An international group of researchers has successfully applied AI technology to real-world retinal imagery to detect possible diseases more accurately and on a larger scale.
Retinal examinations can detect a number of diseases that affect the eye. Fundus photography is a process of taking photographs of the interior of the eye through the pupil and is a way to screen and monitor such retinal diseases.
The introduction of artificial intelligence (AI) technology to fundus photography has improved the platform and enabled it to detect and monitor retinal diseases on a large scale.
The Comprehensive AI Retinal Expert (CARE) system was developed by an international group of researchers from Sun Yat-sen University, Beijing Eaglevision Technology (Airdoc), Monash University, University of Miami Miller School of Medicine, Beijing Tongren Eye Centre and Capital Medical University.
Associate Professor Zongyuan Ge from the Department of Electrical and Computer Systems Engineering at Monash University and the Monash Data Futures Institute, said the researchers trained a clinically applicable deep-learning system for fundus diseases using data derived from real world case studies, and then externally tested the model using fundus photographs collected from clinical settings in China.
“The CARE system was trained to identify the 14 most common retinal abnormalities using 207,228 color fundus photographs derived from 16 clinical settings across Asia, Africa, North America and Europe, with different disease distributions,” said Associate Professor Ge.
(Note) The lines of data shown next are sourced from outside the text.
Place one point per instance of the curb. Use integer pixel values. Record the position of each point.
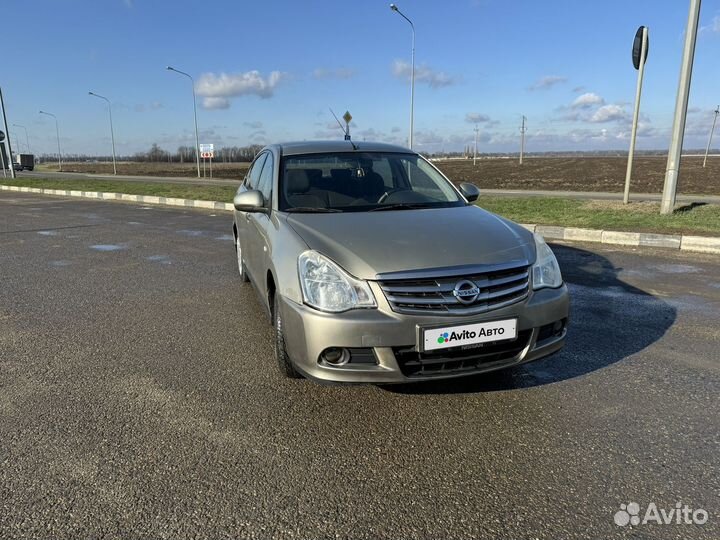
(701, 244)
(145, 199)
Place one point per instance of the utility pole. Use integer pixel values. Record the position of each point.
(678, 130)
(475, 154)
(717, 111)
(412, 71)
(643, 34)
(7, 136)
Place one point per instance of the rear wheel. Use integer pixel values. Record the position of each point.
(241, 265)
(284, 363)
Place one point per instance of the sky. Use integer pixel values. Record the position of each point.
(269, 71)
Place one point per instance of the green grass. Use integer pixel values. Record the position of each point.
(205, 193)
(607, 215)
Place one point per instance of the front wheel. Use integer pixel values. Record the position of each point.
(284, 363)
(241, 265)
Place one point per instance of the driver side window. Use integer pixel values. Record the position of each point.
(252, 180)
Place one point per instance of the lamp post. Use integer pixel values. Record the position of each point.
(412, 71)
(678, 130)
(27, 139)
(112, 132)
(717, 111)
(57, 132)
(197, 140)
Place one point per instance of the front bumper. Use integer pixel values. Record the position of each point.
(385, 333)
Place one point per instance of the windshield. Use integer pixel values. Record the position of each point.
(361, 182)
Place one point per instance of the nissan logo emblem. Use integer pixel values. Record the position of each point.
(466, 291)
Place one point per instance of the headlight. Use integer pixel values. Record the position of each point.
(546, 271)
(328, 287)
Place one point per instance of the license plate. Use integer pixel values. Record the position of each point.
(444, 337)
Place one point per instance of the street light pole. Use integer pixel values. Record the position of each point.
(7, 138)
(717, 111)
(678, 130)
(27, 139)
(112, 132)
(57, 132)
(636, 114)
(412, 71)
(475, 154)
(197, 139)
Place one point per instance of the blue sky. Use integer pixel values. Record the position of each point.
(268, 71)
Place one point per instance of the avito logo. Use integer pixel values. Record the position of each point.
(447, 337)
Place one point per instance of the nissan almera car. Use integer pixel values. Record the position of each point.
(373, 267)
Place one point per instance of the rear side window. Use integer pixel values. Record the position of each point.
(252, 180)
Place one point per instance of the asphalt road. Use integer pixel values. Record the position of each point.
(139, 399)
(585, 195)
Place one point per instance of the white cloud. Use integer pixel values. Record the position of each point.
(227, 85)
(587, 100)
(547, 82)
(216, 103)
(476, 118)
(608, 113)
(337, 73)
(713, 27)
(423, 74)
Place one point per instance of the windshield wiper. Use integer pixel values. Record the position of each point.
(401, 206)
(311, 209)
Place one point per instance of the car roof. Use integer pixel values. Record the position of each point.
(320, 147)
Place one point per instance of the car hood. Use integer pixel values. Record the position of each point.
(370, 243)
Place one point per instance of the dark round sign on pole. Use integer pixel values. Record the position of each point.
(637, 48)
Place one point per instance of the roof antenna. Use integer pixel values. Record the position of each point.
(345, 130)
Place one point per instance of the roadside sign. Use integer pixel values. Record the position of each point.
(637, 48)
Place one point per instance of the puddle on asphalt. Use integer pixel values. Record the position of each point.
(162, 259)
(107, 247)
(678, 268)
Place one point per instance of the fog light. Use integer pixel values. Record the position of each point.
(336, 356)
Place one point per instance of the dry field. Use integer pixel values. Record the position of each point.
(585, 174)
(134, 168)
(571, 174)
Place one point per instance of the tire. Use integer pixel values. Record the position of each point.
(285, 365)
(241, 264)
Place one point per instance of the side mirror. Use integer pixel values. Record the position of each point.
(469, 191)
(249, 201)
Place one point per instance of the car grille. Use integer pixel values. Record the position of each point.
(459, 359)
(499, 286)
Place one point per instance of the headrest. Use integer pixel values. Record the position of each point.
(340, 175)
(296, 181)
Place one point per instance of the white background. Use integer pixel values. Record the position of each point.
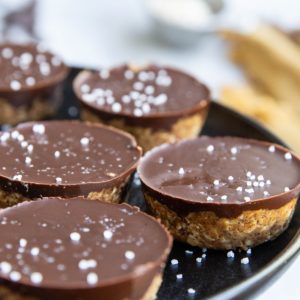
(107, 32)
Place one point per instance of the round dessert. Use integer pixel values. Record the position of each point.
(156, 104)
(31, 82)
(79, 250)
(222, 192)
(65, 159)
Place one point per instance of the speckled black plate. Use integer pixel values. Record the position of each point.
(216, 276)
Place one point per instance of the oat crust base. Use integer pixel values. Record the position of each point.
(111, 195)
(207, 230)
(147, 138)
(150, 294)
(39, 109)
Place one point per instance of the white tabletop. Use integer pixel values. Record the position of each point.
(104, 33)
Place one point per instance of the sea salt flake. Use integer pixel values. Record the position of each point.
(129, 255)
(216, 182)
(15, 85)
(92, 278)
(128, 74)
(17, 177)
(84, 141)
(191, 291)
(75, 236)
(58, 180)
(28, 160)
(288, 156)
(5, 267)
(15, 276)
(34, 251)
(230, 254)
(36, 277)
(233, 150)
(116, 107)
(245, 261)
(230, 178)
(271, 149)
(38, 128)
(107, 234)
(181, 171)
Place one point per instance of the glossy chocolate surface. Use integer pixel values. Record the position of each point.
(65, 158)
(80, 249)
(141, 95)
(28, 71)
(225, 174)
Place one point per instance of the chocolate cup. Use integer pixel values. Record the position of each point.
(217, 224)
(32, 102)
(157, 127)
(33, 188)
(132, 284)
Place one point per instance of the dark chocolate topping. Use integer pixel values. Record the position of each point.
(29, 66)
(141, 93)
(75, 245)
(237, 173)
(29, 72)
(65, 158)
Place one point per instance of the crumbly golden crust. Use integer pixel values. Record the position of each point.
(112, 195)
(147, 138)
(205, 229)
(39, 109)
(9, 294)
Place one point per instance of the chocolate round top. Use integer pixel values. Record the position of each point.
(65, 158)
(77, 244)
(143, 92)
(224, 174)
(26, 67)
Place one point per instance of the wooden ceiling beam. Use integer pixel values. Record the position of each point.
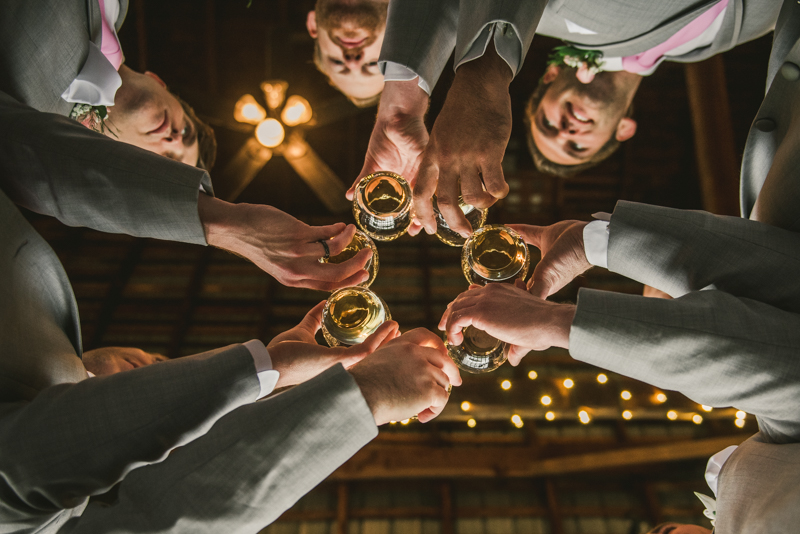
(382, 462)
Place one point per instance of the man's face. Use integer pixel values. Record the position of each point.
(574, 120)
(349, 35)
(147, 115)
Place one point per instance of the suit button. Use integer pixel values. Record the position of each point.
(790, 71)
(765, 125)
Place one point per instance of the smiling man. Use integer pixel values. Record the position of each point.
(348, 35)
(573, 126)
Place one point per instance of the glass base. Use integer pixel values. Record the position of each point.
(478, 353)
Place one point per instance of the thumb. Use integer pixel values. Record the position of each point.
(532, 235)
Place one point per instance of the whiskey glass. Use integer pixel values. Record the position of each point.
(476, 217)
(479, 352)
(382, 205)
(495, 253)
(360, 241)
(351, 315)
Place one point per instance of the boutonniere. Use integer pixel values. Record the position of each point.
(588, 62)
(92, 117)
(711, 507)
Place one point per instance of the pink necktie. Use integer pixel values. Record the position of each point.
(646, 60)
(110, 46)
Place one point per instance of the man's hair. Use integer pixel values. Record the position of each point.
(358, 102)
(206, 140)
(557, 169)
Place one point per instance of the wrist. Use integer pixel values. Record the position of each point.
(402, 99)
(561, 324)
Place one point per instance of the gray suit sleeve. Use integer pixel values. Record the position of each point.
(680, 251)
(53, 165)
(252, 465)
(75, 440)
(420, 35)
(474, 15)
(715, 348)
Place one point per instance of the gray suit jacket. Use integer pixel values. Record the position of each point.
(57, 167)
(414, 40)
(729, 338)
(64, 437)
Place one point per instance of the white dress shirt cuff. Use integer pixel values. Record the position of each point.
(506, 42)
(395, 72)
(267, 376)
(595, 243)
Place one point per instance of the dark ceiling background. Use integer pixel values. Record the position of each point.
(612, 475)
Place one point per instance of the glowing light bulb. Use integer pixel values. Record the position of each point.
(249, 111)
(296, 111)
(270, 133)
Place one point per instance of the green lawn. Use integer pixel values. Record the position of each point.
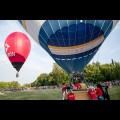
(45, 94)
(114, 92)
(50, 94)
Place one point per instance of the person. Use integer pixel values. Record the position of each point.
(99, 92)
(83, 85)
(105, 91)
(76, 85)
(70, 95)
(92, 93)
(65, 88)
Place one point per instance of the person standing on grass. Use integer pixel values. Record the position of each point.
(99, 92)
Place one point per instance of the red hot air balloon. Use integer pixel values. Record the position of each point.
(17, 47)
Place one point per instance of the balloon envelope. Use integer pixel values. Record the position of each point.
(71, 43)
(17, 47)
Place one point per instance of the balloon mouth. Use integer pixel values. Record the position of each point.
(17, 65)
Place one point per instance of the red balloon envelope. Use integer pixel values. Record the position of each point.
(17, 47)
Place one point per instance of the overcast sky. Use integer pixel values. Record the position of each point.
(39, 60)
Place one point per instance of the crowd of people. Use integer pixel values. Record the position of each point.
(100, 92)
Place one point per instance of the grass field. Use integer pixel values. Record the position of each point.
(49, 94)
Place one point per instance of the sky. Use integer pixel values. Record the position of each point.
(39, 61)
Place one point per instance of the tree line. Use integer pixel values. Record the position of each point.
(12, 85)
(94, 72)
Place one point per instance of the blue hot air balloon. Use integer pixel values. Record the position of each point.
(71, 43)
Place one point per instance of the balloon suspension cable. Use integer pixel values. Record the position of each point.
(17, 74)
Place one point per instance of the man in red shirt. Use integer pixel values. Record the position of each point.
(70, 95)
(99, 92)
(92, 94)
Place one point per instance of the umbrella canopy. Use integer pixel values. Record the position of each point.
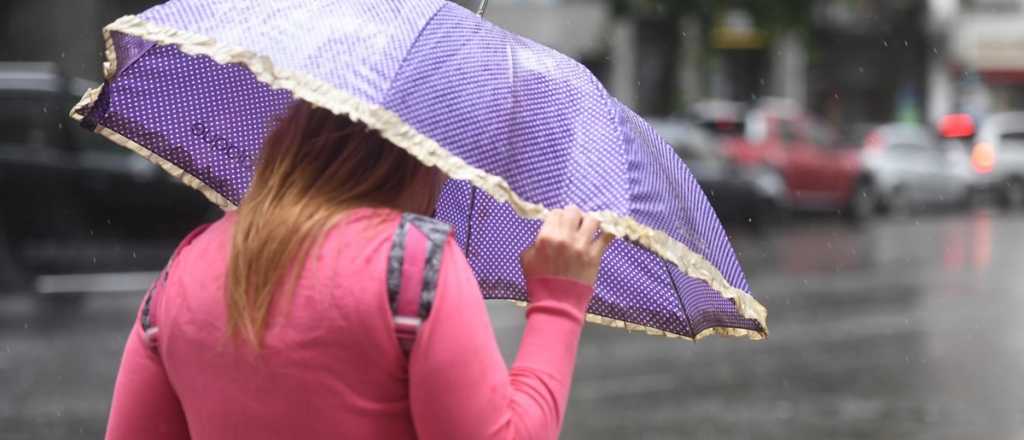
(195, 86)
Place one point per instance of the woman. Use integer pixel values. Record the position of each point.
(275, 321)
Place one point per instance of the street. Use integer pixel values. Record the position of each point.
(900, 328)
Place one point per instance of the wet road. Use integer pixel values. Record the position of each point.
(901, 328)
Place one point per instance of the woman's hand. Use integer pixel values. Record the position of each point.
(567, 247)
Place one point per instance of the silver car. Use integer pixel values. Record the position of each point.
(911, 168)
(997, 158)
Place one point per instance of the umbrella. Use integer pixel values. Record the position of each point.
(195, 85)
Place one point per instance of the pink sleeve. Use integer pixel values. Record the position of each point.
(459, 384)
(144, 405)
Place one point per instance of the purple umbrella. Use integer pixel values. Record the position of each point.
(195, 86)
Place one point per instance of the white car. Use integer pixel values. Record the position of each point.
(911, 168)
(997, 158)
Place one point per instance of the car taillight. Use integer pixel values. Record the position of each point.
(873, 142)
(983, 158)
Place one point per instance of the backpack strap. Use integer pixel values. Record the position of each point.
(414, 264)
(145, 317)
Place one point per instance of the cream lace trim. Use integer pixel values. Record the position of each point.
(427, 150)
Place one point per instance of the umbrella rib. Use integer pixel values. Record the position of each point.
(469, 220)
(682, 306)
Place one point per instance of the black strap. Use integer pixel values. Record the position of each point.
(407, 320)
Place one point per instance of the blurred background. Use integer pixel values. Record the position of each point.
(866, 158)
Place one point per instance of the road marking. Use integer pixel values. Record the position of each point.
(95, 282)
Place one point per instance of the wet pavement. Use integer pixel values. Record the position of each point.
(898, 328)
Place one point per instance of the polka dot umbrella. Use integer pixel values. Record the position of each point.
(194, 85)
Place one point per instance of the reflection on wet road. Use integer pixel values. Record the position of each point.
(898, 328)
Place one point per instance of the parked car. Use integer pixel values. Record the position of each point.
(80, 214)
(819, 173)
(750, 193)
(912, 168)
(997, 159)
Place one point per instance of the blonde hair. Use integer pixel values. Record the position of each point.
(313, 166)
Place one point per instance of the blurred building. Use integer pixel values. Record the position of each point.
(980, 67)
(66, 32)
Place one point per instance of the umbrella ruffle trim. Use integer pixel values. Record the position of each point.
(427, 150)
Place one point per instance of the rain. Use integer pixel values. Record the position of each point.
(865, 160)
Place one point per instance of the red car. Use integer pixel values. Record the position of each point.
(819, 174)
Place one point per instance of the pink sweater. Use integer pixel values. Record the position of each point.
(332, 367)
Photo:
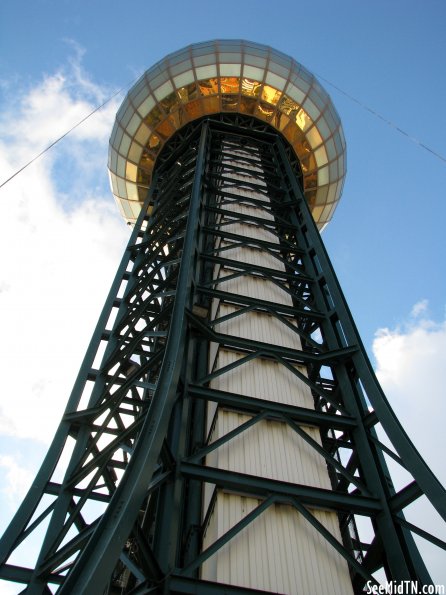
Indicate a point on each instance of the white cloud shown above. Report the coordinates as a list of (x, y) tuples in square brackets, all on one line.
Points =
[(18, 479), (60, 239), (410, 363)]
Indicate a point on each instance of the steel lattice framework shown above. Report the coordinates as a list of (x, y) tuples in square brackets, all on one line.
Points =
[(126, 516)]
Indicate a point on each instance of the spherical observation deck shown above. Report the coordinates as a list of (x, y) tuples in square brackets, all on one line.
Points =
[(228, 76)]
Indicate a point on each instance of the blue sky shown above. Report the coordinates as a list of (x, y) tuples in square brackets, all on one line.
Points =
[(61, 236)]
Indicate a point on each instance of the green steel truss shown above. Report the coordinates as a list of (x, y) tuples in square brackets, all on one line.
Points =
[(125, 514)]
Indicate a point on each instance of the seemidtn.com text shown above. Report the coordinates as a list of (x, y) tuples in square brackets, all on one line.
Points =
[(404, 588)]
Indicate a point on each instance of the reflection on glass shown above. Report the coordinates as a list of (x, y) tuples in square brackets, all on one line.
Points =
[(250, 87), (265, 111), (229, 102), (188, 93), (247, 105), (208, 87), (270, 94), (253, 80), (153, 117), (169, 102), (229, 84)]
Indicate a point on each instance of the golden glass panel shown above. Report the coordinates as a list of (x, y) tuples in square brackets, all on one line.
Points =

“CARE was internally validated using 21,867 photographs and externally tested using 18,136 photographs prospectively collected from 35 real-world settings across China, including eight tertiary hospitals, six community hospitals, and 21 physical examination centers.”
The researchers expect that CARE would be adopted in medical settings across China and later in the Asia Pacific region.
The performance of CARE was further compared with that of 16 ophthalmologists and tested using datasets with non-Chinese ethnicities and previously unused camera types.
“We also found that the performance of the CARE system was similar to that of professional ophthalmologists and the system retained strong identification performance when tested using the non-Chinese datasets. These findings indicate that the system is accurate when compared to the outcomes of a professional and could allow for more testing to be carried out on a larger scale,” added Associate Professor Ge.
“This research is a step in the right direction for medical and artificial intelligence research. I hope that through this work we can continue to see technological advancements in this space,” said Amitha Domalpally, Director of the University of Wisconsin-Madison Imaging Diagnostic Center.
The research will also build out a database of screening images from real-world environments that can be rolled out in clinical settings to better diagnose retinal diseases.